Code used to measure the timings:

import numpy as np
import time

# theano
def test_matVecDot_theano(D, N):
    import theano
    import theano.tensor as T
    A_cpu = np.random.normal(size=[D,D]).astype(np.float32)
    x_cpu = np.random.normal(size=[D]).astype(np.float32)
    A_gpu = theano.shared(A_cpu)
    x_gpu = theano.shared(x_cpu)
    b_gpu = theano.shared(x_cpu)
    b_gpu_new = T.dot(A_gpu,x_gpu)
    fnc = theano.function(inputs=[], outputs=None, updates=[(b_gpu, b_gpu_new)], allow_input_downcast=True)
    tic = time.time()
    for i in range(N):
        fnc()
    toc = time.time()
    print("time_theano:",toc-tic)

# cntk
def test_matVecDot_CNTK(D, N):
    import cntk as C
    A_cpu = np.random.normal(size=[D,D]).astype(np.float32)
    x_cpu = np.random.normal(size=[D,1]).astype(np.float32)
    A_c = C.Parameter(init=A_cpu, dtype=np.float32)
    x_c = C.Parameter(init=x_cpu, dtype=np.float32)
    b_c = C.Parameter(init=x_cpu, dtype=np.float32)
    prod = C.times(A_c, x_c)
    tic = time.time()
    for i in range(N):
        b_c.value = prod.eval() # is this operation enclosed in the device?
    toc = time.time()
    print("time_cntk:",toc-tic)

Solution

The short answer is no, the operation is not enclosed on the device. Here's what happens: When you call eval(), the call goes to C++ which does the operation on the device if possible. When coming out of C++, CNTK checks whether the value of as_numpy keyword argument, which by default is True. When as_numpy is True, the gpu buffer is eagerly copied to a NumPy array.

If you call prod.eval(as_numpy=False), then the call to eval will not convert the gpu buffer to a NumPy array. If you assign the result to a plain old variable, you can see that you get a CNTK Value object. However in your code you assign to the .value attribute of b_c. This assignment is handled by the setter of the value property (since this answer is getting a little too technical I'm including this link for the sake of other readers). CNTK does this assignment on the device, although it's hard to tell. This is because if you try to inspect b_c.value if you are calling the .value property getter which is going to give you a NumPy array. So it looks like the result is a NumPy array but this is just a consequence of using b_c.value. Any other variable would let you see it is a CNTK Value object. Again, all this applies to when you do eval(as_numpy=False).

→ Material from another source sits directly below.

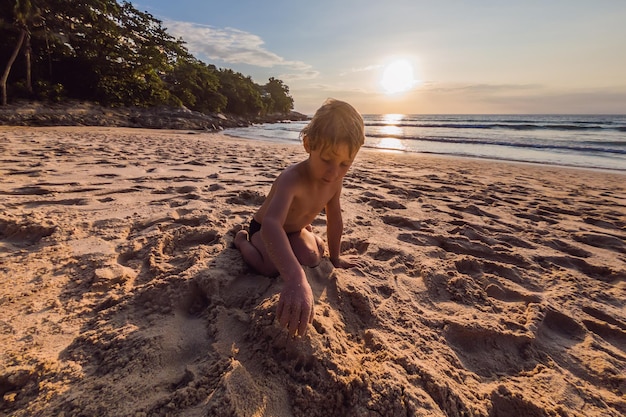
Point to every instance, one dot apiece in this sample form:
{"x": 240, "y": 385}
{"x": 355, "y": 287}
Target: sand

Furthermore, CNTK uses timestamps so the above evaluation happens only once on the GPU. All subsequent N-1 calls to eval() will just return you the same value object (the conversion to Numpy will happen each time though, unless you specify as_numpy=False.

Finally, I don't expect to learn many meaningful lessons from this benchmark: both CNTK and Theano are calling the same CuDNN implementation, the advantages of CNTK are more around higher level things such as (a) comes with a high-level library (b) the user doesn't have to worry about the batch and sequence axes except for a few specialized operations (c) efficient recurrent networks (d) efficient i/o (e) easy distributed training.

And to answer your question about setup time: My understanding is if you just eval the function once, that will compile it. CNTK actually has two kinds of compilations: if you just eval the first time it will compile the forward pass. If you later do function.grad it will throw away the eval compilation and compile it again so that it can handle both the forward and backward pass.